Let’s take a step back for a moment and look at ICT in the primary phase. At our school (ages 4-18), ICT is taught across and is embedded the curriculum in KS1 & 2; there are no discrete ICT lessons. The philosophy is that ICT should be used when and where appropriate to support learning, thereby ensuring that it is used in authentic situations, rather than being studied in its own little box. At KS3 however, ICT gets its own ‘slot’ on the timetable and becomes a discrete entity. Here it is felt that it can be explored in greater depth, is as worthy of study as other KS3 subjects, that pupils need a solid grounding for study at GCSE and beyond (should they so choose) and that subject specialists are better placed to provide for those needs. I think I’d be right in saying that our ICT in the Juniors section is similar to that in the majority of primary schools (but am happy to be corrected) and similarly our KS3 provision to that in the majority of secondary schools.
In addition to the above points, there are other factors which come into play:
- The expertise of the teachers in embedding ICT within the broader curriculum. Primary teachers are perhaps more adept and certainly more experienced at using thematic cross-curricular approaches. Colleagues in secondary are often keen to play to the strengths of their subject disciplines, leaving other elements to those who are more capable.
- Literacy may be integral to English lessons, but it clearly cuts across all other subject areas too, demanding that all teachers address it when necessary.
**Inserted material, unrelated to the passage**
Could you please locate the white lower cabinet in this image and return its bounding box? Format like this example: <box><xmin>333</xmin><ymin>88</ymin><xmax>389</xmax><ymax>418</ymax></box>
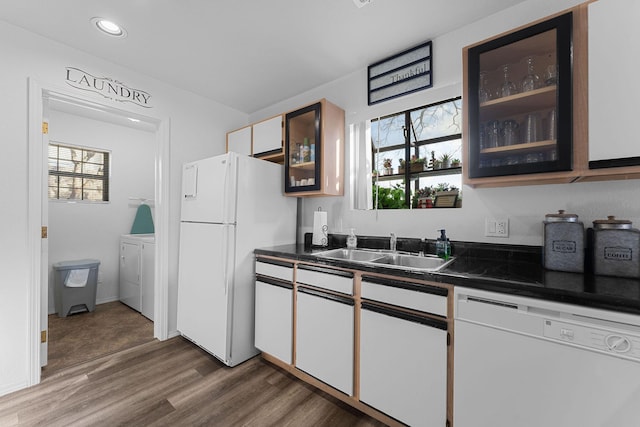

Similarly numeracy may arise predominantly from the study of Maths, but it too is a touchstone to which all subjects will refer at some time. How far then should skills associated with a particular subject need to surface elsewhere? How about ‘carteracy?’ Understanding the information that maps provide us with is crucial in Geography, but many other subjects refer to maps too; another cross-curricular skill, if not less explicit. So where does ICT sit? With the other ‘…eracies?’ Or at the same level as History, French etc?
- Resourcing. ICT taught as a discrete subject demands greater resources, invariably in the form of ICT suites/labs. ICT covered across the curriculum may allow resources to be deployed in a more distributed way, perhaps meeting the needs of subject areas more effectively in their own environments. The former is more manageable, the latter more flexible.
- Ownership. It is increasingly apparent that mobile devices of various flavours are becoming more commonplace in the pockets and bags of our students. Supported by more cloud-based applications, schools have the opportunity to consider a completely new model for surfacing ICT in lessons, one in which ownership of the devices (and the learning they support?) transfers to the hands of our students. How might/should this affect ICT within the curriculum? (The issue of equity of access is for another post perhaps?)
- Apprenticeship. Some would argue that learning with and about ICT occurs daily and nightly as our students interact with one another to explore ways to ‘get things done.’ Purists (some ICT teachers?) might say that this only serves to get them into bad habits; formatting text rather than using styles, spaces instead of tabs, images ‘poached’ from the Internet rather than correctly referenced etc.
- There is much concern at the moment about the decline in the numbers of students studying computing and the ramifications for the nation’s future economy. Do ICT and Computing actually require more emphasis on the curriculum?
So I’ve singularly failed to answer the question whether ICT should be entirely embedded or taught discretely. I’d be really interested therefore to hear your views, both ICT subject teachers and non-specialists, primary and secondary. What works for you? Which directions ought we perhaps to be moving? What issues have I missed? All musings much appreciated.